Source: Deep Learning on Medium

**Let’s go through the terms one-by-one and understand why BN matters?**

**1. Normalization**

The numerical features are normalized before being fed into Machine Learning or deep learning models so that the data could become scale-independent.

x_new=(x_old- x_min)/ (x_max-x_min)

In the case of neural networks, generally, they fasten the optimization process and thus speed up the training. For more details on why normalization is required before training neural networks, click here.

**2**. **Internal Covariate shift**

A quick refresher about neural networks- While training neural networks, the data points are feed into the training network and then the error between the expected value and the output value from the network is calculated. It is then optimized using various techniques like SGD, AdaDelta, AdaBoost, Adam, etc.

In the context of neural networks, they are optimized using batches of data being fed into the network. If the training and test data have different sources, if they will have different distributions. These batches of inputs can have a different distribution i.e a slightly varying mean and variance from the sample (i.e. entire dataset considered) mean and variance.

The weights of various layers of the neural networks are updated while training. This means that the activation function changes over the course of training and these weights are then fed into the next layer. Now, when the input distribution of the next batch(or set of inputs) is different, the neural network is forced to change and adapt according to the changing input batches. So, training neural networks becomes much more complex when the values of parameters change continuously with new input batches. This changing parameter value slows down the training process by requiring lower learning rates and more careful optimization. We define *Internal Covariate Shift* as the change in the distribution of network activations due to the change in network parameters during training. Refer to the original paper for more details.

Batch Normalization is the solution to the internal covariate shift and makes the optimization care less about the initialization.

**3. Addressing the Internal Covariate Shift**

It is already known that the loss function would converge faster if it is whitened – i.e. linearly transformed to have zero means and unit variances, and decorrelated. This whitening process could be done at every step of training or at a fixed interval.

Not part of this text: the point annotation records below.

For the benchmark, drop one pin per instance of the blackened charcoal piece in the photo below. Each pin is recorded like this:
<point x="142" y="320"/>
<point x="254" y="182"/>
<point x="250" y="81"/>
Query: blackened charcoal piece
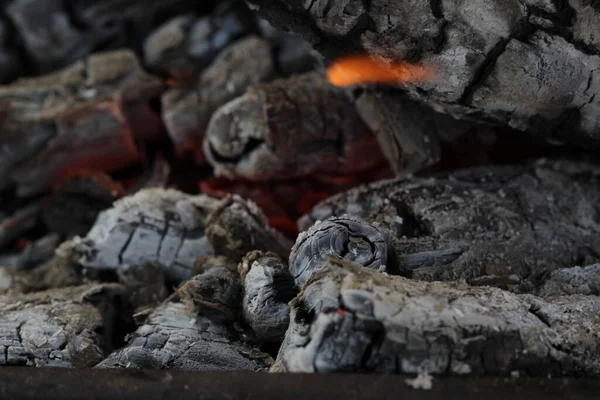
<point x="187" y="44"/>
<point x="531" y="65"/>
<point x="74" y="206"/>
<point x="352" y="319"/>
<point x="268" y="288"/>
<point x="570" y="281"/>
<point x="145" y="284"/>
<point x="49" y="36"/>
<point x="86" y="116"/>
<point x="153" y="225"/>
<point x="343" y="237"/>
<point x="170" y="339"/>
<point x="56" y="328"/>
<point x="289" y="128"/>
<point x="215" y="292"/>
<point x="187" y="110"/>
<point x="238" y="226"/>
<point x="515" y="223"/>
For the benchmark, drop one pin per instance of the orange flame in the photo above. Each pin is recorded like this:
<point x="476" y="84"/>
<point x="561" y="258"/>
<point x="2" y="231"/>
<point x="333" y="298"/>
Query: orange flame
<point x="363" y="69"/>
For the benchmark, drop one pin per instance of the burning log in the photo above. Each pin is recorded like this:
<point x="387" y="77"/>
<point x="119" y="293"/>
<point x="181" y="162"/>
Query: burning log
<point x="170" y="340"/>
<point x="530" y="65"/>
<point x="87" y="116"/>
<point x="268" y="288"/>
<point x="290" y="128"/>
<point x="215" y="292"/>
<point x="352" y="319"/>
<point x="59" y="328"/>
<point x="153" y="225"/>
<point x="237" y="227"/>
<point x="503" y="226"/>
<point x="187" y="111"/>
<point x="342" y="237"/>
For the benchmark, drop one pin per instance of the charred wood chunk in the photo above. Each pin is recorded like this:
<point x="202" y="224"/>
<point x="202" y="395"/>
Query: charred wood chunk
<point x="508" y="226"/>
<point x="145" y="284"/>
<point x="171" y="340"/>
<point x="56" y="328"/>
<point x="572" y="281"/>
<point x="268" y="288"/>
<point x="290" y="128"/>
<point x="215" y="292"/>
<point x="187" y="111"/>
<point x="153" y="225"/>
<point x="86" y="116"/>
<point x="187" y="44"/>
<point x="352" y="319"/>
<point x="532" y="65"/>
<point x="238" y="226"/>
<point x="343" y="237"/>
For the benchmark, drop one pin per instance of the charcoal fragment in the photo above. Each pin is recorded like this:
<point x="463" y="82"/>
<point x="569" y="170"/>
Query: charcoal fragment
<point x="268" y="288"/>
<point x="343" y="237"/>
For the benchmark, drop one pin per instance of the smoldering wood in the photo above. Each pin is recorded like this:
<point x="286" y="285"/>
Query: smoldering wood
<point x="343" y="237"/>
<point x="216" y="292"/>
<point x="55" y="328"/>
<point x="268" y="288"/>
<point x="187" y="110"/>
<point x="506" y="226"/>
<point x="290" y="128"/>
<point x="170" y="339"/>
<point x="352" y="319"/>
<point x="153" y="225"/>
<point x="238" y="226"/>
<point x="88" y="115"/>
<point x="529" y="65"/>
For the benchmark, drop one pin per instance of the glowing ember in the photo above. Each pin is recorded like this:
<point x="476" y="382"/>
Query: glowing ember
<point x="362" y="69"/>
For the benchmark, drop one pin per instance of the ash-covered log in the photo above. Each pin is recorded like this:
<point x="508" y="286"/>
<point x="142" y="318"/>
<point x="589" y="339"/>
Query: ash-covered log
<point x="154" y="225"/>
<point x="71" y="327"/>
<point x="352" y="319"/>
<point x="237" y="227"/>
<point x="86" y="116"/>
<point x="171" y="339"/>
<point x="504" y="226"/>
<point x="290" y="128"/>
<point x="531" y="65"/>
<point x="268" y="288"/>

If the input data batches have been whitened(either at every training step or at some intervals), it would be a step towards addressing the Internal covariate shift. But here is what the problem would occur.

*Excerpts from the original **paper**:*

We could consider whitening activations at every training step or at some interval, either by modifying the network directly or by changing the parameters of the optimization algorithm to depend on the network activation values (Wiesler et al., 2014; Raiko et al., 2012; Povey et al., 2014; Desjardins & Kavukcuoglu). However, if these modifications are interspersed with the optimization steps, then the gradient descent step may attempt to update the parameters in a way that requires the normalization to be updated, which reduces the effect of the gradient step. For example, consider a layer with the input u that adds the learned bias b, and normalizes the result by subtracting the mean of the activation computed over the training data: xb = x − E[x] where x = u + b, X = {x1…N } is the set of values of x over the training set and E[x]=(1/N)*sum(x) for entire training data X. If a gradient descent step ignores the dependence of E[x] on b, then it will update b ← b + ∆b, where ∆b ∝ −∂ℓ/∂xb. Then u + (b + ∆b) − E[u + (b + ∆b)] = u + b − E[u + b]. Thus, the combination of the update to b and subsequent change in normalization led to no change in the output of the layer nor, consequently, the loss. As the training continues, b will grow indefinitely while the loss remains fixed. This problem can get worse if the normalization not only centers but also scales the activations. We have observed this empirically in initial experiments, where the model blows up when the normalization parameters are computed outside the gradient descent step.

To address the problem with this approach, we make sure that for any parameter values, the network produces activations with the desired distribution- as it would allow the gradient of the loss function to account for the normalization. Also, it could be seen that the whitening of each layer would make training even more complex.

So, we make two assumptions to simplify the optimization process. 1. Instead of whitening the input features and output together, we normalize the features separately with mean 0 and variance 0f 1. This normalization is done separately for all the d-dimensions present in the dataset.